His eyebrows knit together in a suspicious question mark. “Why?”
Again, the question of why any of us would venture away from Amity. It was a valid one. Until now none of us really had left, more than we needed to.
I ran the toe of my sneaker along the basement floor. “Actually, I wanted to check out the library. I’m interested in local history.” Mostly, I was interested in seeing how the public records might correspond with the garish dreamscapes I’d been encountering lately. “I mean, specifically, the history of the house. It’s got such old bones.”
Old bones
. The skittering from my bedroom, from within my walls at night, sounded softly in some far-off corner of my mind.
(go away, crazy)
I went on, babbling a bit now. “You should know. I mean, all that poking around you’re doing in the boathouse. You must be getting pretty familiar with Amity’s bones.” A whisper of cold air rushed over my bare arms, making me shudder.
Luke jutted his lower lip out. “And where,” he sneered, “do you think that’s going to get you?”
I’d expected this anger, hadn’t I? Luke defaulted to it more and more these days. As calmly as possible, I replied, “I’m just curious.”
Of course, they say that curiosity killed the cat.
Luke’s face relaxed slightly. “I don’t think you’ll find anything.”
That skittering again from the back of my throat, fluttery movements in the corner of my eyes.
Go. Away. Crazy
. I swallowed.
Luke flicked his eyes toward a lightless, sooty corner of the
room. Following his gaze, I caught sight—just barely—of a torn, dingy plastic bag, lumpy and leaking a small pool of dark fluid. My stomach lurched.
“The thing is, Gwen,” Luke said, his consonants long and drawn out, “I kind of know everything I need to know about this place already.”
I decided I wasn’t interested in any further details from my brother.
(What’s in the bag, Luke?)
(she was shot in the HEAD)
I told him I’d leave him to it. And I did.

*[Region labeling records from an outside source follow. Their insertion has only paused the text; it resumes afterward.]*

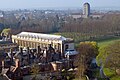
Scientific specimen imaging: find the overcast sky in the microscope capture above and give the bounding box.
[0,0,120,9]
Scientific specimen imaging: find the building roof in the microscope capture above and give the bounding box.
[17,32,67,41]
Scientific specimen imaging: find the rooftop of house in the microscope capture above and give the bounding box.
[13,32,73,41]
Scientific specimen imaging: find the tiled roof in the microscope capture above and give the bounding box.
[17,32,67,41]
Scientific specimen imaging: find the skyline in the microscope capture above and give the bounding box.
[0,0,120,9]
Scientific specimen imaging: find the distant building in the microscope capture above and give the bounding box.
[12,32,74,53]
[83,3,90,18]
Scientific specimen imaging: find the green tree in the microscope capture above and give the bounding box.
[104,41,120,74]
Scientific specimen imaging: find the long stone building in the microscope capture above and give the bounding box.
[12,32,74,53]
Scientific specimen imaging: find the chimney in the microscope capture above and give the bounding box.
[27,47,30,63]
[2,60,5,68]
[10,48,13,62]
[37,46,41,54]
[15,59,20,68]
[20,48,23,54]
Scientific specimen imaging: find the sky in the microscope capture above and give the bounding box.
[0,0,120,9]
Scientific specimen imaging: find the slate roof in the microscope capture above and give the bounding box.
[17,32,67,41]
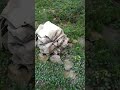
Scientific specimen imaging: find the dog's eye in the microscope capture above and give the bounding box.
[36,37,38,41]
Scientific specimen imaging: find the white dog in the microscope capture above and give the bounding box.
[35,21,69,54]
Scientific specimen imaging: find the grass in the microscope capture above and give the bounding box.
[35,0,85,90]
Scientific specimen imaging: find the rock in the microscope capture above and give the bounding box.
[38,53,49,62]
[50,55,63,64]
[64,70,77,79]
[68,43,73,47]
[64,59,73,70]
[72,39,78,44]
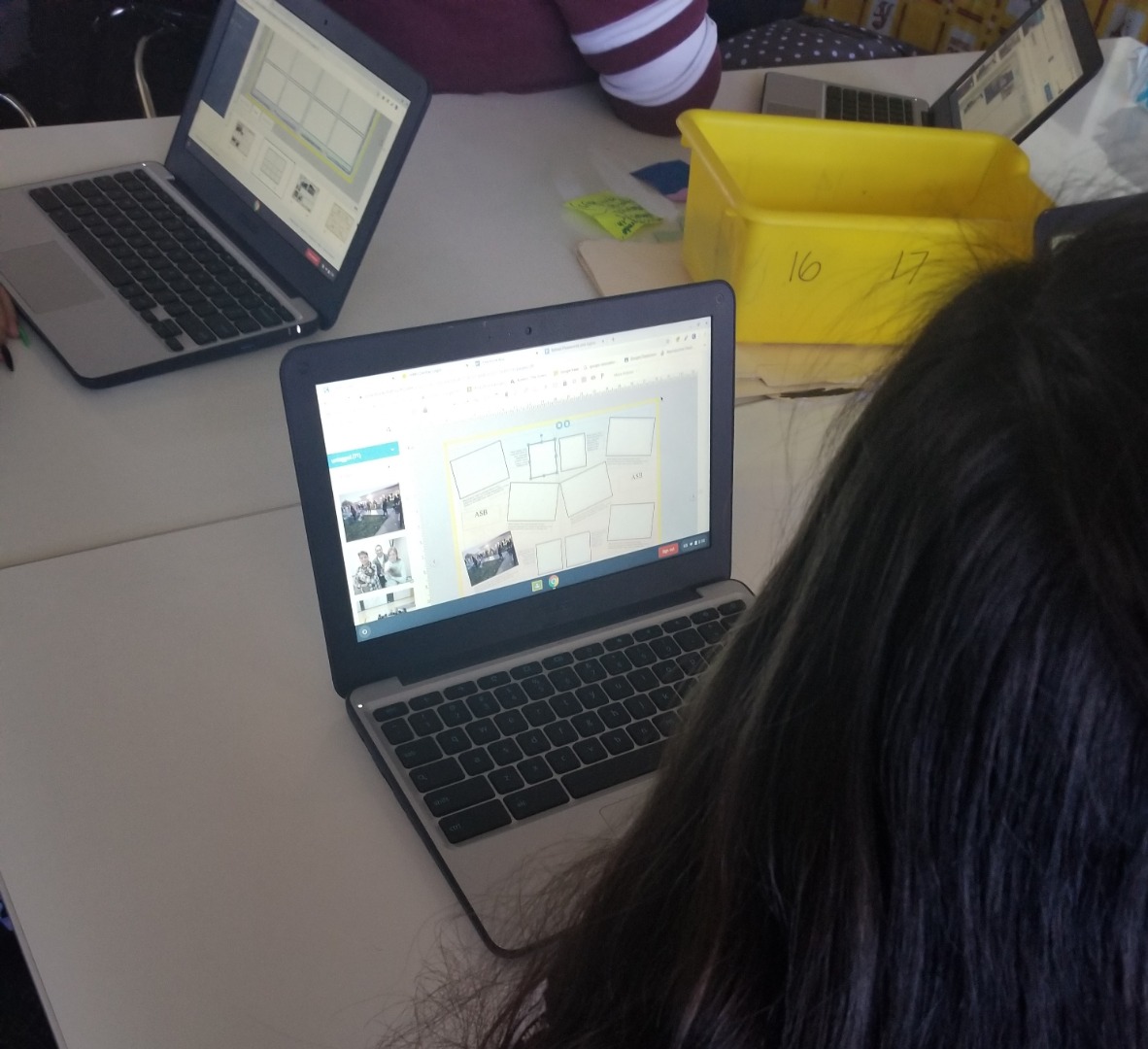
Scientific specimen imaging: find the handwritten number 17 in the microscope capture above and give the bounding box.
[890,252,929,284]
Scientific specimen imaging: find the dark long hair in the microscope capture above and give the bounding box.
[431,212,1148,1049]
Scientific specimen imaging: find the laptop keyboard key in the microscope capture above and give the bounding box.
[395,735,442,769]
[493,710,530,735]
[490,765,525,795]
[487,739,523,764]
[570,710,606,739]
[574,659,610,684]
[625,667,658,693]
[494,682,530,710]
[625,642,658,667]
[466,693,502,718]
[560,741,664,797]
[510,661,542,681]
[625,721,661,747]
[523,675,557,699]
[518,758,555,783]
[549,693,582,718]
[549,667,582,693]
[523,701,557,728]
[515,728,550,758]
[503,772,578,820]
[422,776,494,816]
[623,695,658,719]
[574,738,610,764]
[439,699,474,728]
[598,703,631,729]
[601,677,633,700]
[439,801,511,845]
[466,718,502,746]
[458,747,494,776]
[651,659,686,685]
[408,758,466,795]
[435,728,472,753]
[408,710,444,735]
[542,721,578,747]
[574,685,610,708]
[545,747,582,776]
[600,728,633,754]
[383,719,415,747]
[600,652,633,676]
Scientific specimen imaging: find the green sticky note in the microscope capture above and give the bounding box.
[566,193,661,240]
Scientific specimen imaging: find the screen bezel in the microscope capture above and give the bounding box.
[932,0,1104,143]
[279,281,733,697]
[164,0,430,328]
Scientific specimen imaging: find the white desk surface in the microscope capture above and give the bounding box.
[0,88,686,566]
[0,40,1148,567]
[0,398,838,1049]
[0,45,1148,1049]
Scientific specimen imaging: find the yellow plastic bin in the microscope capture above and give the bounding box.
[677,109,1052,344]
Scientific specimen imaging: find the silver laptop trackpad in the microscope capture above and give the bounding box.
[0,241,103,314]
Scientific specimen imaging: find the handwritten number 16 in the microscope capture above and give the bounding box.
[790,252,821,284]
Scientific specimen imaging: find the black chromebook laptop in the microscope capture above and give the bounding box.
[280,283,750,950]
[0,0,429,387]
[761,0,1103,143]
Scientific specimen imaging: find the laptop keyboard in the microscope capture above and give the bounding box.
[29,169,295,354]
[826,84,913,124]
[373,600,745,845]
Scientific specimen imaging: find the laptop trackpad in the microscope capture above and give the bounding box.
[0,241,103,314]
[598,784,646,834]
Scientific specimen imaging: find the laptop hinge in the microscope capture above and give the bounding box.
[393,587,704,688]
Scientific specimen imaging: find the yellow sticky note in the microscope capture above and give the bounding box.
[566,193,661,240]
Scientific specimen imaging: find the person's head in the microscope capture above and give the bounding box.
[458,212,1148,1049]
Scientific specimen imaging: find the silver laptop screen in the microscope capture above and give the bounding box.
[316,317,712,642]
[181,0,410,278]
[954,0,1084,138]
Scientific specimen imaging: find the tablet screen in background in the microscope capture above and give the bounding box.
[955,0,1084,138]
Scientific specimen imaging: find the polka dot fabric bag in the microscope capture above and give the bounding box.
[721,15,927,69]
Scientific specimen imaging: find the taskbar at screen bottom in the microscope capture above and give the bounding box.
[355,531,709,642]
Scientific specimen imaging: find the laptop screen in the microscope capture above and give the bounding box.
[954,0,1084,138]
[316,316,712,642]
[188,0,420,279]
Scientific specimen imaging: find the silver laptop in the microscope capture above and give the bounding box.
[761,0,1103,143]
[280,283,750,952]
[0,0,429,387]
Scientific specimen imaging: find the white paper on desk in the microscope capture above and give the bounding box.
[1094,106,1148,191]
[578,240,890,402]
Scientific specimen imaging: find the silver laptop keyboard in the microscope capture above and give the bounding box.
[29,169,295,354]
[826,84,913,124]
[373,600,745,845]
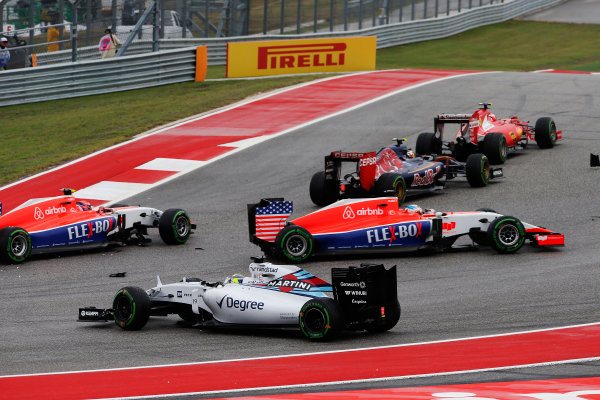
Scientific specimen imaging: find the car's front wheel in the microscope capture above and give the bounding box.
[535,117,558,149]
[465,153,490,187]
[275,225,314,262]
[0,226,31,264]
[487,215,525,253]
[158,208,192,244]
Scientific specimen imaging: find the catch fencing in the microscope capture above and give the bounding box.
[0,0,562,106]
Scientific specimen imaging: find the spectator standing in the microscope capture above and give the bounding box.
[0,37,10,70]
[98,29,121,58]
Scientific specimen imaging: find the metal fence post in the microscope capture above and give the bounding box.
[279,0,285,34]
[296,0,302,35]
[344,0,348,32]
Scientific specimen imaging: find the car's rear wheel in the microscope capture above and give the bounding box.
[299,298,344,341]
[0,226,31,264]
[309,171,339,207]
[487,216,525,253]
[113,286,150,331]
[158,208,192,244]
[465,153,490,187]
[275,225,314,262]
[375,172,406,204]
[535,117,558,149]
[483,132,508,164]
[415,132,442,156]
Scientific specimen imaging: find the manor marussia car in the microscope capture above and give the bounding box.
[0,189,195,263]
[79,259,400,340]
[248,197,564,262]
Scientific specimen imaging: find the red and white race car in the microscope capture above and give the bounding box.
[0,189,196,263]
[415,103,562,164]
[248,197,565,262]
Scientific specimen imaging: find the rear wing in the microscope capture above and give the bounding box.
[331,264,398,325]
[433,114,471,136]
[248,197,294,251]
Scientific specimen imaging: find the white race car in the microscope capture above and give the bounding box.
[79,259,400,340]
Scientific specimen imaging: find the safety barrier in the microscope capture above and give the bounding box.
[0,0,562,106]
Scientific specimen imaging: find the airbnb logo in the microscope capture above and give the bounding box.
[33,207,44,219]
[343,206,356,219]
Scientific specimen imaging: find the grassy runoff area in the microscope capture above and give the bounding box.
[0,20,600,185]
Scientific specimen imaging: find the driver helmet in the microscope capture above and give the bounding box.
[405,204,423,214]
[231,274,244,283]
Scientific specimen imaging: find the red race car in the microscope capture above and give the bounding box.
[415,103,562,164]
[0,189,196,264]
[248,197,565,263]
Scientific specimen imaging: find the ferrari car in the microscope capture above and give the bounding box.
[79,258,400,340]
[0,189,196,264]
[415,103,562,164]
[248,197,564,263]
[310,139,503,206]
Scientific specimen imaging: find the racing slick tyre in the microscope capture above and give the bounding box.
[487,215,525,253]
[158,208,192,244]
[113,286,150,331]
[0,226,31,264]
[483,132,508,164]
[535,117,558,149]
[465,153,490,187]
[415,132,442,156]
[375,172,406,204]
[309,171,339,207]
[298,298,344,341]
[365,300,400,333]
[275,225,314,262]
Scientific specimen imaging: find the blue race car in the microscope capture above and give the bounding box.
[310,139,503,206]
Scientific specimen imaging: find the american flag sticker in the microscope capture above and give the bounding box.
[255,201,294,242]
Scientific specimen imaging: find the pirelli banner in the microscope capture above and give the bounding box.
[227,36,377,78]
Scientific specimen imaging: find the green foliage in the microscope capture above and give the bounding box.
[0,21,600,184]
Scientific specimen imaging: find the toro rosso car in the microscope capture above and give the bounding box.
[248,197,564,262]
[79,259,400,340]
[310,139,502,206]
[0,189,196,263]
[415,103,562,164]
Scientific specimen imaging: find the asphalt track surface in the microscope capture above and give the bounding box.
[0,69,600,398]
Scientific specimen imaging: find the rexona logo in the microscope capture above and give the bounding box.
[367,222,423,244]
[67,218,113,240]
[258,43,346,69]
[217,295,265,311]
[267,279,312,290]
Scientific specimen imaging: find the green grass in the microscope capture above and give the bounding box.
[0,21,600,184]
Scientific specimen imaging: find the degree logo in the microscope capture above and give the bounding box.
[343,206,356,219]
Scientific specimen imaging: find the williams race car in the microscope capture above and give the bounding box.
[248,197,564,262]
[79,259,400,340]
[415,103,562,164]
[0,189,196,264]
[310,139,502,206]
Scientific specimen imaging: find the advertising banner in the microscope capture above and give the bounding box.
[227,36,377,78]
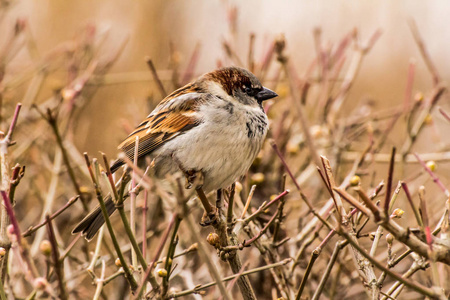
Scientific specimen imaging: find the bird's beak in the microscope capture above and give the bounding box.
[256,87,278,102]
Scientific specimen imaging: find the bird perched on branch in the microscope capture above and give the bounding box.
[72,67,277,240]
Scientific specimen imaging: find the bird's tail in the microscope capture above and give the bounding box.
[72,195,116,241]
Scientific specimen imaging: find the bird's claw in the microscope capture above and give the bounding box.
[184,170,204,189]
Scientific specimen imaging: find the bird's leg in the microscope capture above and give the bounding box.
[184,170,205,189]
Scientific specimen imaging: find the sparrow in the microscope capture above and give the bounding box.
[72,67,278,240]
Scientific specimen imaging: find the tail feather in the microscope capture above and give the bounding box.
[72,195,116,241]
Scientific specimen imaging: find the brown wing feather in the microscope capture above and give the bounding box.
[111,92,205,172]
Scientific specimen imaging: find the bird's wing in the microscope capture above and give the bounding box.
[111,86,208,172]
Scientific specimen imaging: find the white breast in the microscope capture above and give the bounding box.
[156,99,268,192]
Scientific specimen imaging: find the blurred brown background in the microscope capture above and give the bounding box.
[3,0,450,155]
[0,0,450,299]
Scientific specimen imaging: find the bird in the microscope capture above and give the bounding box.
[72,66,278,240]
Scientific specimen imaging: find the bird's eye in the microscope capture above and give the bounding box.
[244,86,253,96]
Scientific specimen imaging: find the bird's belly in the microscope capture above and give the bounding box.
[157,110,267,192]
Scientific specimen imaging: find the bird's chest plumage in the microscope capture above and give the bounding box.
[156,99,268,191]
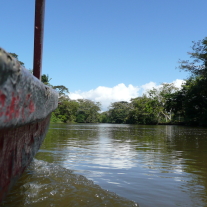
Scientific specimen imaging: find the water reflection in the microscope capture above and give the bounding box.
[40,124,207,206]
[2,124,207,206]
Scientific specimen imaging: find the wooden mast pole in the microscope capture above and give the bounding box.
[33,0,45,80]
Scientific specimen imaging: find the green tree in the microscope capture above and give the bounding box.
[147,83,178,122]
[76,99,101,123]
[129,94,158,124]
[166,37,207,125]
[109,101,131,124]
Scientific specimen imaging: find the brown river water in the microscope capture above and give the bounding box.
[1,124,207,207]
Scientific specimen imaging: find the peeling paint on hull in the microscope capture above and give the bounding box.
[0,48,58,203]
[0,115,50,201]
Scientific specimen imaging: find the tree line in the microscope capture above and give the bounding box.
[11,37,207,126]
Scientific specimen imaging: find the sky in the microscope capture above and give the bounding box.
[0,0,207,110]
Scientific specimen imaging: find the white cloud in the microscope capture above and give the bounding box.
[173,79,186,88]
[69,83,139,111]
[69,79,185,111]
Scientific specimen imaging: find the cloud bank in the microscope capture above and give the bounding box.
[69,79,184,111]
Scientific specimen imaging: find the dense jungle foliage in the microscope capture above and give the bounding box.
[46,37,207,126]
[10,37,207,126]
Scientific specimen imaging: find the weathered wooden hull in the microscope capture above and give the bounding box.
[0,48,58,202]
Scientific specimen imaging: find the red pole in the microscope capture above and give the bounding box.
[33,0,45,80]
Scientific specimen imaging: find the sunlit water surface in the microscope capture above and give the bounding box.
[3,124,207,207]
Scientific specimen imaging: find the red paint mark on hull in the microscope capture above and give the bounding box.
[0,115,50,203]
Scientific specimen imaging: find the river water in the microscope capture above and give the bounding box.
[2,124,207,207]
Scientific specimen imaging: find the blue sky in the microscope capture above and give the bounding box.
[0,0,207,111]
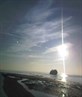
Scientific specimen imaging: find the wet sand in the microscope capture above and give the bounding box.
[3,74,82,97]
[3,77,34,97]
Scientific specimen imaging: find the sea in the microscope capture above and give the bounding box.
[0,72,82,97]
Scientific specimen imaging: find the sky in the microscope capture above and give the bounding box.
[0,0,82,75]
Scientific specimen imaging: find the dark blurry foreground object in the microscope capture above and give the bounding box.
[3,76,34,97]
[50,69,58,75]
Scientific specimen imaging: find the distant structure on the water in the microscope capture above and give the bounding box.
[50,69,58,75]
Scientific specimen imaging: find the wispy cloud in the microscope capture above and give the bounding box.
[5,1,72,53]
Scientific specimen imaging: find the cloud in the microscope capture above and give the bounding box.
[7,0,72,52]
[44,43,72,54]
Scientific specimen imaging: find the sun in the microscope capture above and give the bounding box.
[57,44,68,58]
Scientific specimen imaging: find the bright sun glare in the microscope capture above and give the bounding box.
[61,73,67,82]
[57,44,68,58]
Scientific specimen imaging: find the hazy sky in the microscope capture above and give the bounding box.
[0,0,82,75]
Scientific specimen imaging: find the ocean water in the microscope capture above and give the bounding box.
[0,72,82,97]
[0,74,8,97]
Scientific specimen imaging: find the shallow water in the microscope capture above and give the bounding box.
[0,72,82,97]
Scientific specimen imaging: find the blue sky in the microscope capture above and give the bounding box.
[0,0,82,74]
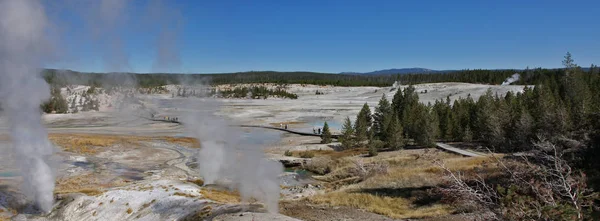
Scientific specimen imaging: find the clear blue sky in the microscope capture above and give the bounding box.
[49,0,600,73]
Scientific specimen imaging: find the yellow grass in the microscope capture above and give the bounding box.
[292,148,369,159]
[200,188,241,203]
[160,137,200,148]
[48,134,143,155]
[48,134,200,155]
[269,121,304,127]
[54,174,125,196]
[307,149,497,219]
[308,192,452,219]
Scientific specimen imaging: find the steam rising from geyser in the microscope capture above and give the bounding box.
[0,0,54,212]
[184,99,283,213]
[502,73,521,85]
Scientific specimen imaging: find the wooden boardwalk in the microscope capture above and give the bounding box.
[238,125,340,139]
[435,143,487,157]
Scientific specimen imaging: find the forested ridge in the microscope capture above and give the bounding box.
[42,63,598,88]
[340,54,600,220]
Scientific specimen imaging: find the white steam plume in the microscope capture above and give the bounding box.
[0,0,54,212]
[184,99,283,213]
[502,73,521,85]
[146,0,183,72]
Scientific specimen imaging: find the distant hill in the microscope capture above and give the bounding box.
[340,68,446,75]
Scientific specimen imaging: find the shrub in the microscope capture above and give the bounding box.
[300,151,315,158]
[283,150,294,157]
[369,146,379,157]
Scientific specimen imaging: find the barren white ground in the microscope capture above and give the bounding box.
[0,83,523,220]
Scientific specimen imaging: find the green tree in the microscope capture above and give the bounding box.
[405,103,439,146]
[354,103,372,142]
[340,117,356,149]
[563,52,577,69]
[385,115,404,150]
[372,94,393,140]
[321,122,331,144]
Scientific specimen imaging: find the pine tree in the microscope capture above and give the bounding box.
[354,103,372,142]
[405,104,438,146]
[340,117,356,149]
[321,122,331,144]
[373,94,393,140]
[385,115,404,150]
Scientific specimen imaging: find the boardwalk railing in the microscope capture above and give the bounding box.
[238,125,340,139]
[435,143,486,157]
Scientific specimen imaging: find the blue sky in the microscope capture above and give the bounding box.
[48,0,600,73]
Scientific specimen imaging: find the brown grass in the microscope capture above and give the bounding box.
[291,148,369,159]
[48,134,145,155]
[173,192,196,198]
[54,174,125,196]
[269,121,305,127]
[308,192,452,219]
[48,134,200,155]
[188,179,204,186]
[308,149,493,219]
[159,137,200,148]
[200,188,241,203]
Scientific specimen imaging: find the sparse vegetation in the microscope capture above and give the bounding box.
[200,188,241,203]
[283,150,294,157]
[218,86,298,99]
[321,122,331,144]
[299,151,315,158]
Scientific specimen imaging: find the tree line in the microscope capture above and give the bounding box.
[332,54,600,220]
[42,65,599,89]
[210,86,298,99]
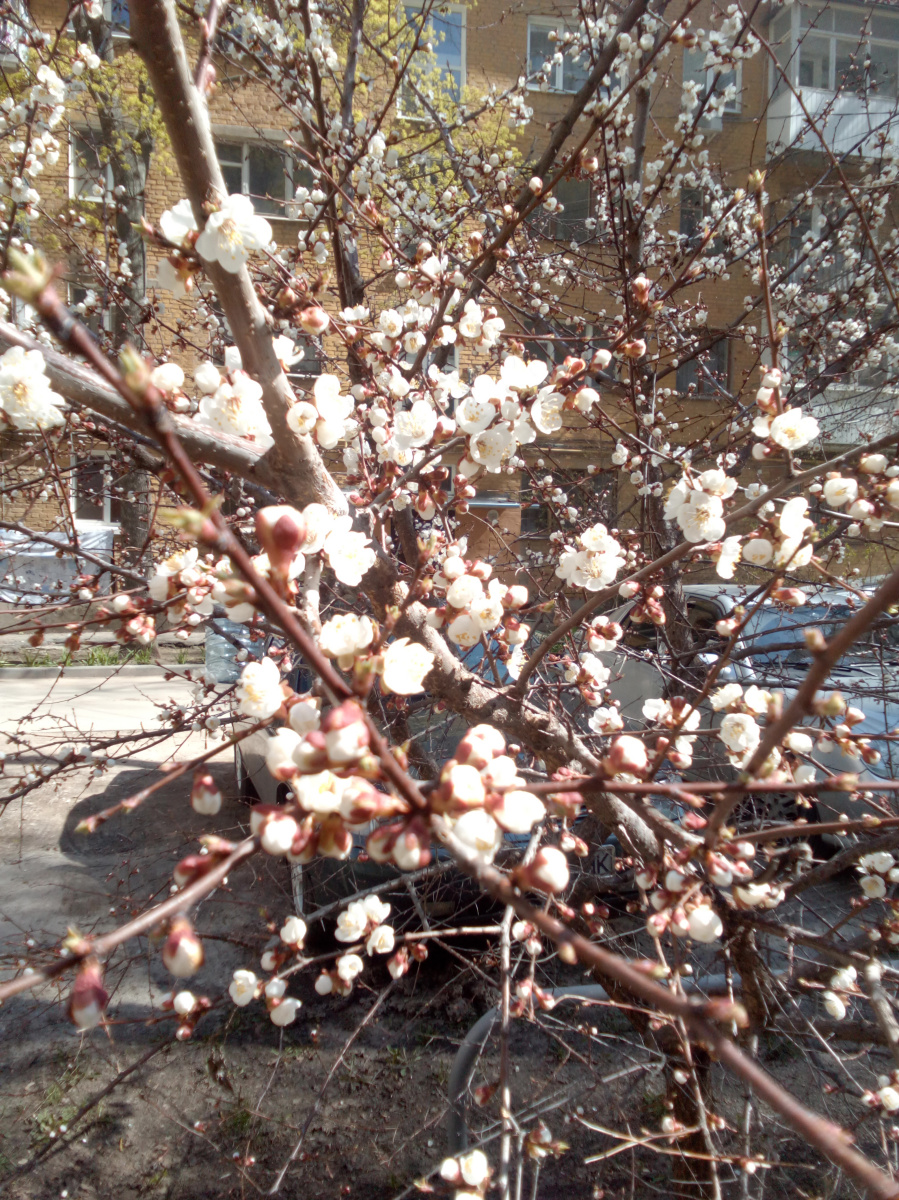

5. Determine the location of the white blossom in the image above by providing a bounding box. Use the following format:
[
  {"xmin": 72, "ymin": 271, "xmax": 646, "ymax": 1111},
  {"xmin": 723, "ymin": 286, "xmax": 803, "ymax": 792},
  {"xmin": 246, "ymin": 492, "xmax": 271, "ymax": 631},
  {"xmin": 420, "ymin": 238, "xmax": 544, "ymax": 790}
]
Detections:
[
  {"xmin": 236, "ymin": 658, "xmax": 284, "ymax": 720},
  {"xmin": 197, "ymin": 194, "xmax": 271, "ymax": 274},
  {"xmin": 228, "ymin": 970, "xmax": 259, "ymax": 1008},
  {"xmin": 768, "ymin": 408, "xmax": 819, "ymax": 450},
  {"xmin": 382, "ymin": 637, "xmax": 434, "ymax": 696},
  {"xmin": 0, "ymin": 346, "xmax": 66, "ymax": 430}
]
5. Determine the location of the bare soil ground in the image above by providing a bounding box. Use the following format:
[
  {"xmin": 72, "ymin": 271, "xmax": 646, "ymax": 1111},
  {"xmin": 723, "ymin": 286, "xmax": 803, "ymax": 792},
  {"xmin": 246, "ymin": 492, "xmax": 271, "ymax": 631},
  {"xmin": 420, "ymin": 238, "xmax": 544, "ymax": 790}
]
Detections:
[{"xmin": 0, "ymin": 744, "xmax": 892, "ymax": 1200}]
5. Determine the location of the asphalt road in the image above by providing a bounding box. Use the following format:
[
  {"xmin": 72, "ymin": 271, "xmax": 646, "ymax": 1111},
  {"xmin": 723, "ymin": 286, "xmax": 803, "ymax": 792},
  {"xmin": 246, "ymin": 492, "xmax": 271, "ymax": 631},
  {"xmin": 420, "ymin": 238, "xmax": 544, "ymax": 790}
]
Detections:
[{"xmin": 0, "ymin": 666, "xmax": 203, "ymax": 736}]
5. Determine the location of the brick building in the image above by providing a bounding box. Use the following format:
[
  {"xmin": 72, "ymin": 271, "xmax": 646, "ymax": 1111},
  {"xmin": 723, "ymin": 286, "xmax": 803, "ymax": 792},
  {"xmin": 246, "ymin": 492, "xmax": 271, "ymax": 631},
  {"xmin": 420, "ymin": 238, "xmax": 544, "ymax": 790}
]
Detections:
[{"xmin": 6, "ymin": 0, "xmax": 899, "ymax": 576}]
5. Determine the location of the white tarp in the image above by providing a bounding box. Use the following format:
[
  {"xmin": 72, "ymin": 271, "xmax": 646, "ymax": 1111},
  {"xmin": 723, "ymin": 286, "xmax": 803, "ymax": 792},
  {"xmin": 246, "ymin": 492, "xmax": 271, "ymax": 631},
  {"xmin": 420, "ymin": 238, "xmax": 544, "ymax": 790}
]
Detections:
[{"xmin": 0, "ymin": 521, "xmax": 119, "ymax": 605}]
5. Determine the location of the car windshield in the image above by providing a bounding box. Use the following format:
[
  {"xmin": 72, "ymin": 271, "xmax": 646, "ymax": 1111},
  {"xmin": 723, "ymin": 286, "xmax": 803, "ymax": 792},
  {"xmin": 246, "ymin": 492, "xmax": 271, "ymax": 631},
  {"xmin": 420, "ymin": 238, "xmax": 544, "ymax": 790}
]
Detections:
[{"xmin": 744, "ymin": 602, "xmax": 899, "ymax": 667}]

MY MOTHER’S CAR HAD SEEN BETTER DAYS
, but pulling down Amity’s long, winding drive and out onto the pebble-strewn road felt exhilarating. I rumbled along with the window rolled down and my arm resting over the door, baking in the sunlight as the breeze whipped my hair against my face. But I’d only gone a mile, maybe, when the sky clouded over, gray swaths of steel wool connecting overhead ominously.
I hardly had time to register the swift shift in weather when a fawn bounded out from the wooded thicket that lined either side of the road. In a single leap, it jumped to the center of the road, velvet-lined nose twitching. Its chocolate eyes bored into mine as the car chugged forward, seemingly of its own volition.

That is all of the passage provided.